Approches de l’Inde - Tradition et incidences, dir. Jacques Masui, Cahiers du Sud, 1949


[1«Hindu», aqui como no conjunto deste volume, significa: alguém que reconhece a autoridade da tradição védica. Mas as atitudes mentais aqui descritas seriam também as de quem reconhece a autoridade de qualquer outro aspecto da tradição universal.
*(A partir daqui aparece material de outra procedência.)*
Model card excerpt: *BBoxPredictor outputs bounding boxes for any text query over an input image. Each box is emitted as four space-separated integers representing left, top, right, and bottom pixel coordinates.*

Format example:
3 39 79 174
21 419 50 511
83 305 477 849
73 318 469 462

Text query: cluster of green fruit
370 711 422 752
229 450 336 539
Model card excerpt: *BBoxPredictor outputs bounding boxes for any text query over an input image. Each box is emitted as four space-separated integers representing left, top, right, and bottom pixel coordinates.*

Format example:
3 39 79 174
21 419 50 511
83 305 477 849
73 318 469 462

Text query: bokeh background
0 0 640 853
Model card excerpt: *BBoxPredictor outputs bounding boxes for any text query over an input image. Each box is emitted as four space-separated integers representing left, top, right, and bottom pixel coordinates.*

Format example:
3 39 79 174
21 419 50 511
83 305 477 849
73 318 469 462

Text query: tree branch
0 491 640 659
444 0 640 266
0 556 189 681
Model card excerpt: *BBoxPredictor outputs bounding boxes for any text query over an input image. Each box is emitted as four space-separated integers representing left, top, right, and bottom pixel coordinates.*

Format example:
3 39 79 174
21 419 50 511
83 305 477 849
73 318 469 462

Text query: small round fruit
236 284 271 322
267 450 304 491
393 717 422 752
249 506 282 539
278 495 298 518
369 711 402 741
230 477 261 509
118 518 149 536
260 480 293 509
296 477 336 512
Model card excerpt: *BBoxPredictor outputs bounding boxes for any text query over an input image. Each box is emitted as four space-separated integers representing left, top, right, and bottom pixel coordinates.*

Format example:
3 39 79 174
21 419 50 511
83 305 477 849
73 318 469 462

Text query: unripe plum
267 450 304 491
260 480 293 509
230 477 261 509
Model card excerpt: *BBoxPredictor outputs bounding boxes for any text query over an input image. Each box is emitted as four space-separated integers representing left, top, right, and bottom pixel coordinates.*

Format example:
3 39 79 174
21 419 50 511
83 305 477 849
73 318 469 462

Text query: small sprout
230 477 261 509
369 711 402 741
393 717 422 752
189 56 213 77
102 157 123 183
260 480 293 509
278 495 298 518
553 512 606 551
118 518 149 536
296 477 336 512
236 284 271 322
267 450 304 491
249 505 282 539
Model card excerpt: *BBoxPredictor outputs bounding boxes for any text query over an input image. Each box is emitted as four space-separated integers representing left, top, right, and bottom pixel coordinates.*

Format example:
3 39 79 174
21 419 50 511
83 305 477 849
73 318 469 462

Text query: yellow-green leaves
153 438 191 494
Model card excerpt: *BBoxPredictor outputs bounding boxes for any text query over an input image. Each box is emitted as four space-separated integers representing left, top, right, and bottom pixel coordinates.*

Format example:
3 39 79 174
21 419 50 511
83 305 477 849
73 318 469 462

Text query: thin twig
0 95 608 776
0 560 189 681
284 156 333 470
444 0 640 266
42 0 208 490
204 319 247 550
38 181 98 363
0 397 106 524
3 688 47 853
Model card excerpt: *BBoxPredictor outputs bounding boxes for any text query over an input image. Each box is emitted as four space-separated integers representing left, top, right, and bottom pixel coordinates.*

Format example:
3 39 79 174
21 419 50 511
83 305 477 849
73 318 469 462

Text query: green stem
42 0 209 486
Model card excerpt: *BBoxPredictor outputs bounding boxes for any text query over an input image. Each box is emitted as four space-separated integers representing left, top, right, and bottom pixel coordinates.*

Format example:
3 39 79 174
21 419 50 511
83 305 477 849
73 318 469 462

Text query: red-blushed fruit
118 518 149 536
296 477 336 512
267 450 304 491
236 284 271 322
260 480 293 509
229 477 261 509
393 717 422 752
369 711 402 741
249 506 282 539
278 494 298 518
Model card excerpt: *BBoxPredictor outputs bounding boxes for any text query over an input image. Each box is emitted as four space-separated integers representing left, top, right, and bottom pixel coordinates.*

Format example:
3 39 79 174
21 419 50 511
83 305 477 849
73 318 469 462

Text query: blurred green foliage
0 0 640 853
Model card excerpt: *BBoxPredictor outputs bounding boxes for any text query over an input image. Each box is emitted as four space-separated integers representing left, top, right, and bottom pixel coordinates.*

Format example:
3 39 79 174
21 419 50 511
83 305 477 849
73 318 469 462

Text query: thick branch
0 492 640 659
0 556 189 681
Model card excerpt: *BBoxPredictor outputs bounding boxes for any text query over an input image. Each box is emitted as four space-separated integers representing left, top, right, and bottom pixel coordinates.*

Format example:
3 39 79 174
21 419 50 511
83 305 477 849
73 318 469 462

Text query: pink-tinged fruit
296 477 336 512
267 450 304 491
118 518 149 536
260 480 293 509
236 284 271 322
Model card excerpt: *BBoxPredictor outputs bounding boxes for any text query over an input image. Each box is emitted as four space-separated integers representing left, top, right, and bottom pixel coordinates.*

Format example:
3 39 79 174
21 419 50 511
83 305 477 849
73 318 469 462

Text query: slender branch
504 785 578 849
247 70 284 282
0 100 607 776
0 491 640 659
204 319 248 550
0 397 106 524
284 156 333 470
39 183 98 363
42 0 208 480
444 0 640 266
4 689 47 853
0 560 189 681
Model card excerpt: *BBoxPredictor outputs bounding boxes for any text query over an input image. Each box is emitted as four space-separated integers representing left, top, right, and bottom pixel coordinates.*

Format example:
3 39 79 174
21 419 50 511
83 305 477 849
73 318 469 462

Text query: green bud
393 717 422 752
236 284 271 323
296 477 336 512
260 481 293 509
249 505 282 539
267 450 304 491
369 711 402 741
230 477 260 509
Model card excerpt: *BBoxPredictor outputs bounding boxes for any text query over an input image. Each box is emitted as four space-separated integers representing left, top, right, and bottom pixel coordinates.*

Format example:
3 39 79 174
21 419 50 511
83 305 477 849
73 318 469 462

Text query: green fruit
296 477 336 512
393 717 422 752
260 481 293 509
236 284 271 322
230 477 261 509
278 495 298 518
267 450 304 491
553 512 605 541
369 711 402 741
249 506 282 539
[2Daí a multiplicidade aparente dos sentidos da palavra âtman no sânscrito clássico (no védico, ainda está ligada à imagem do «sopro vital»); âtman, «si», é aquilo com que o ser se identifica quando diz «eu»: pode ser sua personalidade social e exterior, ou seu corpo, seus sentimentos, seus pensamentos — tudo isso ilusões; é, para aquele que se fez, o «mestre do carro» de que fala a Katha-upanishad; ou a Pessoa divina, ou o Ser absoluto; ver a esse respeito o ensinamento de Prajâpati na Chândogya-upanishad.

[3Segundo o Rig-Veda (X, 91) quando o Homem primordial foi despedaçado sacrificialmente, «sua boca foi o brâmane (a casta sacerdotal), de seus braços foi feito o real (a casta dos kshatriya), suas coxas foram o vaishya (a casta plebeia) e de seus pés nasceu o shudra (a casta servil).» Uma analogia corporal e social equivalente se encontra na República de Platão. Ver também as Leis de Manu, cap. 1.
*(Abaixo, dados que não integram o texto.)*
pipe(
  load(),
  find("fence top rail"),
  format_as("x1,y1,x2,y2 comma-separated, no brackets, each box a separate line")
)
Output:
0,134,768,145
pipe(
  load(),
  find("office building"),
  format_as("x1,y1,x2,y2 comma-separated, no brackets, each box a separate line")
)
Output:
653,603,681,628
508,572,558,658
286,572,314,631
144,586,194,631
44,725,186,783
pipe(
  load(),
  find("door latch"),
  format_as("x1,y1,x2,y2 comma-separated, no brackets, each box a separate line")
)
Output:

[4O ensino do Veda se oferece primeiro: 1° ao brahmacharin («estudante em ciência sagrada», desde a investidura do cordão feita no 6° dia, até o casamento) sob forma de regras de conduta, observâncias religiosas e estudos intelectuais; 2° ao grihastha («mestre de casa», do casamento ao estado de avô) sob forma de arte sacrificial, mitologia e teologia, nos brâhmana; 3° ao vanaprastha («habitante dos bosques, anacoreta estudando junto a um mestre), sob forma do sacrifício interior, nos âranyaka, «livros das florestas»; 4° enfim ao sannyâsin («renunciante», «depondo» as leis das castas e dos estágios de vida), sob a forma mais profunda da «conhecimento do si», nas upanishad. (Ver Max Müller, Origem e desenvolvimento da religião à luz das religiões da Índia, tradução francesa de J. Darmesteter.)

[5Exposta especialmente na Bhagavad-gîtâ. Sobre as castas e os estágios de vida, ver as Leis de Manu. A rejeição das castas e dos âshrama, e a negação da autoridade do Veda, caracterizam as duas grandes heresias, jainismo e budismo.

[6Ampla porta, pois a literatura sânscrita é de todas as literaturas antigas a mais rica nesse domínio. Sobre as seis ciências anexas indispensáveis ao estudo dos Vedas (vedânta), quatro são relativas à linguagem (fonética, gramática, lexicologia, métrica; as outras duas são o ritual e a astronomia). A obra monumental de Pânini (século VI ou V antes de Jesus Cristo) com seus comentários, ainda está cheia de ensinamentos para nossos foneticistas e gramáticos modernos. Paul Regnaud, em sua Retórica sânscrita cita uma quarentena de obras, muitas vezes enriquecidas de comentários, relativas à retórica, à composição dramática e à poesia.